Город захлестнула волна всевозможных национализаций, принудительных мобилизаций, реквизиций; захватила стихия погромов, грабежей, гонений, арестов и убийств.

На 28 ноября 1917 года было назначено открытие Всероссийского учредительного собрания. Оно должно было стать вехой в развитии дальнейших политических событий. Учредительное собрание ждали с первых дней после февральских событий, с ним были связаны надежды русского общества на осуществление демократических реформ.

На митинге в защиту свободы слова 27 ноября, организованном накануне несостоявшегося открытия Учредительного собрания, Ахматова читала "Молитву", написанную еще в 14 году, ныне звучавшую как молитва за Россию в ее новых испытаниях. Слова о "туче над темной Россией" приобрели новое значение. Ощущение "томительных дней" и длящейся напряженной тревоги в стихах Ахматовой позволило Мандельштаму назвать ее Кассандрой.

И в декабре семнадцатого года
Все потеряли мы, любя;
Один ограблен волею народа,
Другой ограбил сам себя…
Когда-нибудь в столице шалой,
На скифском празднике, на берегу Невы,

Сорвут платок с прекрасной головы.

Это стихотворение Мандельштама опубликовано 31 декабря 1917 года в газете "Воля народу" 74.

Учредительное собрание открыло 5 января 1918 года в Таврическом дворце. Перед его фасадом стояли пушки, пулеметы, походные кухни. Беспорядочно свалены в кучу пулеметные ленты. Все ворота были заперты. Только крайняя калитка слева была приотворена, и в нее пропускали по специальным билетам. Союз защиты Учредительного собрания организовал в этот день демонстрацию. Безоружные демонстранты были разогнаны и расстреляны. Погибшие были похоронены рядом с жертвами 9 января 1905 года на Преображенском кладбище. В газете "Новая жизнь" Максим Горький писал: "Итак, 5 января расстреливали рабочих Петрограда, безоружных. Расстреливали без предупреждения о том, что будут стрелять, расстреливали из засад, сквозь щели заборов, трусливо, как настоящие убийцы... 18*

... Я спрашиваю "народных" комиссаров, среди которых должны же быть порядочные и разумные люди: понимают ли они... что неизбежно удавят всю русскую демократию, погубят все завоевания революции" 75.

Как известно, Учредительное собрание было разогнано большевиками.

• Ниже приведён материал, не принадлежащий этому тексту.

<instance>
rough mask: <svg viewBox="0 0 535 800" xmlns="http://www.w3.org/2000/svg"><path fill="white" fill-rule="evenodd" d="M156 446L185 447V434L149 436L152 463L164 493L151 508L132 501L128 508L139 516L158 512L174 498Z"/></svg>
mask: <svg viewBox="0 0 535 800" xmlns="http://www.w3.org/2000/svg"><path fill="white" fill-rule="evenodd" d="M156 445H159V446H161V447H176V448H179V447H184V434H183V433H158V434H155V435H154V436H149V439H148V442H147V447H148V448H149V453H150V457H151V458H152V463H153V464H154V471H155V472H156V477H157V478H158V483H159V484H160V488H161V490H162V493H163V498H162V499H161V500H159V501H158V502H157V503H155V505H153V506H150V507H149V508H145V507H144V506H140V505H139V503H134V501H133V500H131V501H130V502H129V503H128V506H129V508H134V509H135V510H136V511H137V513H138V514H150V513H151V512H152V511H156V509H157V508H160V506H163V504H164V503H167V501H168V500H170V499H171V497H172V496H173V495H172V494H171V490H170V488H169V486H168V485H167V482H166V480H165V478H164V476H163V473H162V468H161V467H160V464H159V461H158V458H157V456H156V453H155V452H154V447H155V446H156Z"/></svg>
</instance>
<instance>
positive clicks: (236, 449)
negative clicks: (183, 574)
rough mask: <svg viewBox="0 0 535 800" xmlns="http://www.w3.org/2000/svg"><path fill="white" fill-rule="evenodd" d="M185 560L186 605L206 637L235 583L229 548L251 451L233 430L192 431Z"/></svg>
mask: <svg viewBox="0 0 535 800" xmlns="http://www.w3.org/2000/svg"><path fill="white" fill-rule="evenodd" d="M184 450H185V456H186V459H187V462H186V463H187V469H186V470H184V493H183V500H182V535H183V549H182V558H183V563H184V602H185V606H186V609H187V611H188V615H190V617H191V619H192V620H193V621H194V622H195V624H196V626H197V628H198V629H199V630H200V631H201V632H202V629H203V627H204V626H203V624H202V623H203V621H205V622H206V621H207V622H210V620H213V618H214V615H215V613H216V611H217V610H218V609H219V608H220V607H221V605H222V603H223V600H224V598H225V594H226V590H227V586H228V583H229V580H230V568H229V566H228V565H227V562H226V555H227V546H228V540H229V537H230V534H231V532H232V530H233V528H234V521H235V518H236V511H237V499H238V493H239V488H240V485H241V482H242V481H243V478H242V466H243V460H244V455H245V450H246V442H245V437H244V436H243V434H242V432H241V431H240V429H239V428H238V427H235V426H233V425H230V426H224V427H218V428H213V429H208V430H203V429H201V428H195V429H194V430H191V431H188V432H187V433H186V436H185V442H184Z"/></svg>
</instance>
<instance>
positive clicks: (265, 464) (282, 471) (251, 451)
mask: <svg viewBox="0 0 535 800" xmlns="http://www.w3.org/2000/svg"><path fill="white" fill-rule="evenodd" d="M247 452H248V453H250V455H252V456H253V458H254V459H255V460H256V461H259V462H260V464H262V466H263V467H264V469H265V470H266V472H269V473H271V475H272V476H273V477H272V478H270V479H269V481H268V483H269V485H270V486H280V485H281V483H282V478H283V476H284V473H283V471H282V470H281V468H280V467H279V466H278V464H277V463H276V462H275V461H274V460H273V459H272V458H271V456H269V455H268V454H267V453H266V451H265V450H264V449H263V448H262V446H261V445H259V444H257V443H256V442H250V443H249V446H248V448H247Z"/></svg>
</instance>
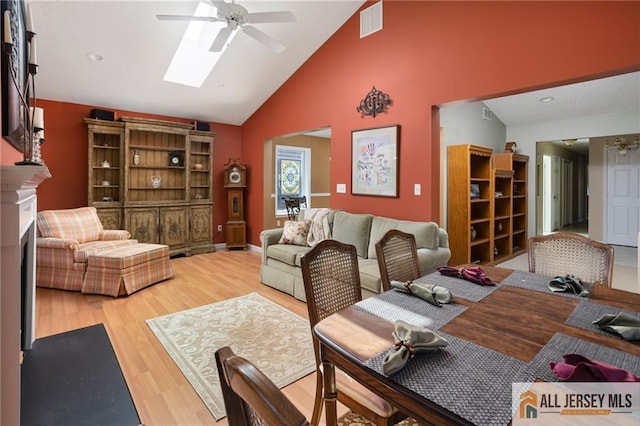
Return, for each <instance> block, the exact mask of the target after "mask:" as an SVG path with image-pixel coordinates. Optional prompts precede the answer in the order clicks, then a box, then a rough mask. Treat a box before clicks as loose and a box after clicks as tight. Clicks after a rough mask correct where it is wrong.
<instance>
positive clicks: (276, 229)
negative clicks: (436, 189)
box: [260, 210, 451, 301]
mask: <svg viewBox="0 0 640 426" xmlns="http://www.w3.org/2000/svg"><path fill="white" fill-rule="evenodd" d="M304 214H305V210H302V211H301V212H300V216H299V218H298V220H299V221H303V220H305V219H304ZM328 221H329V227H330V228H331V238H332V239H334V240H338V241H341V242H343V243H348V244H353V245H354V246H355V247H356V250H357V252H358V267H359V270H360V284H361V286H362V297H363V298H367V297H371V296H374V295H376V294H379V293H380V292H381V290H382V282H381V280H380V269H379V267H378V260H377V259H376V248H375V244H376V242H378V241H379V240H380V238H382V236H383V235H384V234H385V233H386V232H387V231H388V230H389V229H399V230H401V231H404V232H408V233H411V234H413V235H414V236H415V237H416V245H417V246H418V263H419V266H420V273H421V274H422V275H426V274H428V273H430V272H433V271H435V270H436V268H437V267H438V266H443V265H446V264H447V262H448V261H449V258H450V257H451V251H450V250H449V236H448V234H447V231H445V230H444V229H442V228H440V227H439V226H438V224H436V223H435V222H413V221H405V220H397V219H390V218H386V217H381V216H373V215H370V214H354V213H348V212H345V211H341V210H331V211H330V212H329V215H328ZM282 231H283V228H276V229H268V230H264V231H262V232H261V233H260V242H261V244H262V265H261V268H260V281H261V282H262V283H263V284H266V285H268V286H270V287H273V288H276V289H278V290H280V291H283V292H285V293H287V294H290V295H292V296H294V297H295V298H297V299H299V300H302V301H306V296H305V292H304V283H303V281H302V270H301V267H300V258H301V257H302V256H303V255H304V254H305V253H307V252H308V251H309V250H311V247H309V246H302V245H292V244H280V243H279V241H280V237H281V236H282Z"/></svg>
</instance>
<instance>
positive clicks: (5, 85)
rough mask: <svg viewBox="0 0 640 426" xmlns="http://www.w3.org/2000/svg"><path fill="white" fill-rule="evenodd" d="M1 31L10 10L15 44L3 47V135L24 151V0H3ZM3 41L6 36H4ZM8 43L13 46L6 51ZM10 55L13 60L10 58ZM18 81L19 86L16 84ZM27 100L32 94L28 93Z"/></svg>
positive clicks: (4, 136)
mask: <svg viewBox="0 0 640 426" xmlns="http://www.w3.org/2000/svg"><path fill="white" fill-rule="evenodd" d="M1 3H2V9H1V10H2V16H3V19H2V31H1V33H2V34H3V36H4V34H5V29H4V25H5V23H4V14H5V11H7V10H8V11H9V16H10V23H11V36H12V39H13V45H5V44H4V43H3V47H2V50H3V51H2V136H4V138H5V139H6V140H8V141H9V142H10V143H11V144H12V145H13V146H15V147H16V148H17V149H18V150H19V151H20V152H23V151H24V146H23V143H22V137H23V135H24V126H23V117H22V112H23V111H24V109H23V106H22V105H21V103H20V102H21V101H20V93H21V92H22V91H25V84H26V81H27V61H28V58H27V55H28V46H27V31H26V23H25V7H26V6H25V3H24V1H23V0H2V2H1ZM2 41H3V42H4V39H3V40H2ZM7 47H9V48H11V50H10V51H8V52H7V51H6V49H7ZM9 56H10V57H11V60H9ZM10 67H13V73H14V75H15V77H16V81H15V82H14V81H13V80H12V78H11V72H12V71H11V68H10ZM16 84H17V85H18V87H19V88H20V89H18V87H16ZM26 100H27V102H28V100H29V94H28V93H26Z"/></svg>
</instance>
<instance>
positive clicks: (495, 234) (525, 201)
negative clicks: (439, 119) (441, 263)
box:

21 января 1918 года в зале Тенишевского училища был устроен утренник "О России", сборы с которого пошли на нужны политического Красного Креста. Читали свои стихи поэты: Д. С, Мережковский, Ф. К. Сологуб, З. Н. Гиппиус и А. А. Ахматова 76. Стихи З. Н. Гиппиус были горестны и мрачны. Она прочла стихотворение "14 декабря 1825 года", в котором она обращалась к памяти декабристов:

Простят ли чистые герои?
Мы их завет не сберегли.
Мы потеряли все святое:
И стыд души, и честь земли.
Мы были с ними, были вместе,
Когда надвинулась гроза.
Пришла Невеста. И Невесте
Солдатский штык проткнул глаза.

Ахматова же прочитала "Молитву" и "Высокомерьем дух твой помрачен...", где особое звучание приобрели строки:

Ты говоришь - моя страна грешна,
А я скажу - твоя страна безбожна.
Пускай на нас еще лежит вина, -

Трагическая тональность этих стихов была смягчена мольбой и надеждой на очищение покаянием.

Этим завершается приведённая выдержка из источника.